Treatment involves empirical antibiotic therapy targeting the four quadrants therapy, for
example enrofloxacin, ampicillin and metronidazole. Antibiotic should be de-escalated once microbial culture and sensitivity result is available. Placement of bilateral chest drains is
required if there is a complete mediastinum separation. These will typically stay in place for
4-6 days. Saline can be infused into the drains to facilitate drainage of thick exudates,
10ml/kg lavage and then suction. When doing this, it is important to monitor fluid balance
closely as fluid overload can occur if residual saline is absorbed across the pleural lining. The
survival rate of these cats with pyothorax is very good (up to 95%) but they can require
intensive monitoring/treatment in the early stages, especially if septic shock develops.
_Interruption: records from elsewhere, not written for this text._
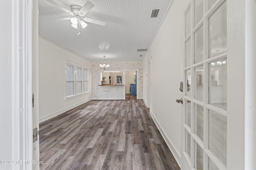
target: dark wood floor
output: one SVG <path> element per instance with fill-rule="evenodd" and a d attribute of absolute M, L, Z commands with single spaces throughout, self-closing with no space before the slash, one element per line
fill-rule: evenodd
<path fill-rule="evenodd" d="M 40 169 L 180 170 L 136 98 L 92 100 L 40 123 Z"/>

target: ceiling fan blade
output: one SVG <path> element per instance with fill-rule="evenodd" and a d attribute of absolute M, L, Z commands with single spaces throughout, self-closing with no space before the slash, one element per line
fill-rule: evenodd
<path fill-rule="evenodd" d="M 54 19 L 52 20 L 54 20 L 55 21 L 66 21 L 68 20 L 70 20 L 71 18 L 72 18 L 71 17 L 63 18 L 62 18 Z"/>
<path fill-rule="evenodd" d="M 72 15 L 72 16 L 74 16 L 74 14 L 73 14 L 72 12 L 71 12 L 71 11 L 69 11 L 69 10 L 67 10 L 65 8 L 63 7 L 61 5 L 60 5 L 59 4 L 58 4 L 58 3 L 56 2 L 53 1 L 53 0 L 46 0 L 46 1 L 48 1 L 51 4 L 52 4 L 53 5 L 54 5 L 55 6 L 57 6 L 58 8 L 59 8 L 60 9 L 61 9 L 63 11 L 65 11 L 65 12 L 67 12 L 67 13 L 68 13 L 68 14 L 70 14 L 71 15 Z"/>
<path fill-rule="evenodd" d="M 78 12 L 78 14 L 81 16 L 84 16 L 87 12 L 89 12 L 91 9 L 92 8 L 94 5 L 92 2 L 89 1 L 87 1 L 84 6 L 81 8 L 81 10 Z"/>
<path fill-rule="evenodd" d="M 106 25 L 106 22 L 104 22 L 104 21 L 99 21 L 98 20 L 94 20 L 93 19 L 88 18 L 84 18 L 83 20 L 86 22 L 90 22 L 91 23 L 100 25 L 102 26 L 105 26 Z"/>

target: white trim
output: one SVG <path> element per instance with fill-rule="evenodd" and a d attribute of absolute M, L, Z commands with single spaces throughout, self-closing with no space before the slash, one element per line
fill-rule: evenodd
<path fill-rule="evenodd" d="M 154 114 L 153 114 L 153 113 L 152 113 L 151 110 L 150 111 L 150 113 L 151 115 L 151 117 L 152 117 L 154 122 L 156 124 L 156 125 L 159 130 L 159 131 L 160 132 L 162 136 L 163 137 L 163 138 L 164 138 L 164 141 L 166 143 L 166 145 L 168 146 L 168 147 L 172 153 L 172 155 L 177 161 L 178 164 L 179 165 L 179 166 L 180 167 L 180 162 L 181 160 L 180 154 L 179 153 L 179 152 L 178 152 L 174 145 L 172 144 L 172 141 L 170 140 L 170 139 L 169 139 L 168 136 L 166 135 L 165 132 L 164 131 L 163 128 L 162 128 L 160 124 L 158 123 L 158 121 L 156 120 L 156 117 L 154 116 Z"/>
<path fill-rule="evenodd" d="M 52 118 L 53 117 L 55 117 L 56 116 L 57 116 L 59 115 L 60 115 L 62 113 L 64 113 L 66 111 L 67 111 L 71 109 L 72 109 L 80 105 L 81 105 L 83 104 L 84 104 L 88 102 L 90 102 L 92 100 L 92 99 L 89 99 L 85 101 L 83 101 L 80 102 L 76 104 L 74 104 L 73 105 L 69 106 L 67 107 L 66 107 L 64 109 L 62 109 L 61 110 L 59 110 L 58 111 L 57 111 L 53 113 L 50 115 L 48 115 L 46 116 L 44 116 L 43 117 L 41 117 L 39 118 L 39 123 L 42 123 L 46 120 L 48 120 Z"/>
<path fill-rule="evenodd" d="M 92 98 L 93 100 L 125 100 L 125 98 Z"/>
<path fill-rule="evenodd" d="M 148 105 L 147 105 L 147 102 L 146 102 L 144 99 L 143 98 L 142 99 L 142 100 L 143 100 L 143 102 L 144 102 L 144 104 L 145 104 L 145 105 L 146 105 L 146 106 L 147 107 L 147 108 L 149 108 L 148 107 Z"/>

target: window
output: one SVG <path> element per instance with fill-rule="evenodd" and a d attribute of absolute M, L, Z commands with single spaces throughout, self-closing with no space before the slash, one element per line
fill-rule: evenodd
<path fill-rule="evenodd" d="M 88 93 L 88 70 L 72 62 L 66 64 L 66 98 Z"/>
<path fill-rule="evenodd" d="M 76 67 L 76 94 L 82 94 L 82 68 L 79 67 Z"/>
<path fill-rule="evenodd" d="M 88 70 L 84 68 L 84 93 L 88 92 Z"/>
<path fill-rule="evenodd" d="M 74 96 L 75 84 L 74 66 L 67 64 L 66 66 L 66 97 Z"/>
<path fill-rule="evenodd" d="M 116 84 L 122 84 L 122 76 L 116 76 Z"/>

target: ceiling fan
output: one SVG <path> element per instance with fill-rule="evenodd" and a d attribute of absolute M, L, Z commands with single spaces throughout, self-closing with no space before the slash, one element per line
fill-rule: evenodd
<path fill-rule="evenodd" d="M 102 26 L 106 25 L 106 22 L 103 21 L 87 18 L 83 18 L 87 12 L 94 6 L 93 4 L 89 1 L 86 1 L 82 7 L 77 5 L 71 5 L 70 11 L 53 0 L 46 0 L 73 16 L 72 17 L 60 18 L 55 20 L 58 21 L 70 20 L 72 23 L 71 26 L 78 29 L 78 35 L 80 34 L 80 27 L 82 27 L 82 28 L 84 28 L 87 26 L 86 22 L 90 22 Z"/>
Occasionally surgical exploration will be required.
CHEST WALL DISEASE
1.Rib fractures
Most often because of trauma, the pain from rib fractures can result in significant hypoventilation. This can lead to hypoxaemia and hypercapnia. The presence of rib fractures
should always alert the clinician to the possibility of lung damage (pulmonary contusions,
pneumothorax or haemothorax etc).
Pain relief is paramount – breathing with rib fractures can be very painful – pure opioids,
local anaesthetic blocks are required to help prevent hypoventilation from causing
hypoxaemia. Ensure there are not wounds that penetrate the pleural space that would
necessitate surgical exploration. Otherwise, apart from pain management, surgical
stabilisation is rarely indicated.
2.Respiratory muscle paralysis
The two most common causes of respiratory muscle paralysis are snake envenomation and
tick paralysis. However, acute idiopathic polyradiculoneuritis, botulism, tetrodotoxin and
myasthenia gravis should also be considered in patients presenting with a diffuse lower motor
neuron paralysis.
Respiratory muscle paralysis can result in hypoventilation causing hypercapnia and is a
common reason for mechanical ventilation
It is important to be aware that animals can die from severe hypercapnia despite having a
normal SpO2 (>95%).
Oxygen therapy should be given to any dyspnoeic or hypoxaemic patients. Following
treatment of the underlying disease, anxiolytic and sedative medication should be used to
reduce the work of breathing. However, they should be used with care as some medications
can cause respiratory depression and worsen the hypoventilation. Monitoring PaCO2 in these
patients is very important and is often used to guide decision making when considering if an
animal requires mechanical ventilation. If PaCO2 is >60mmHg or there is an unsustainable
work of breathing, mechanical ventilation should be considered.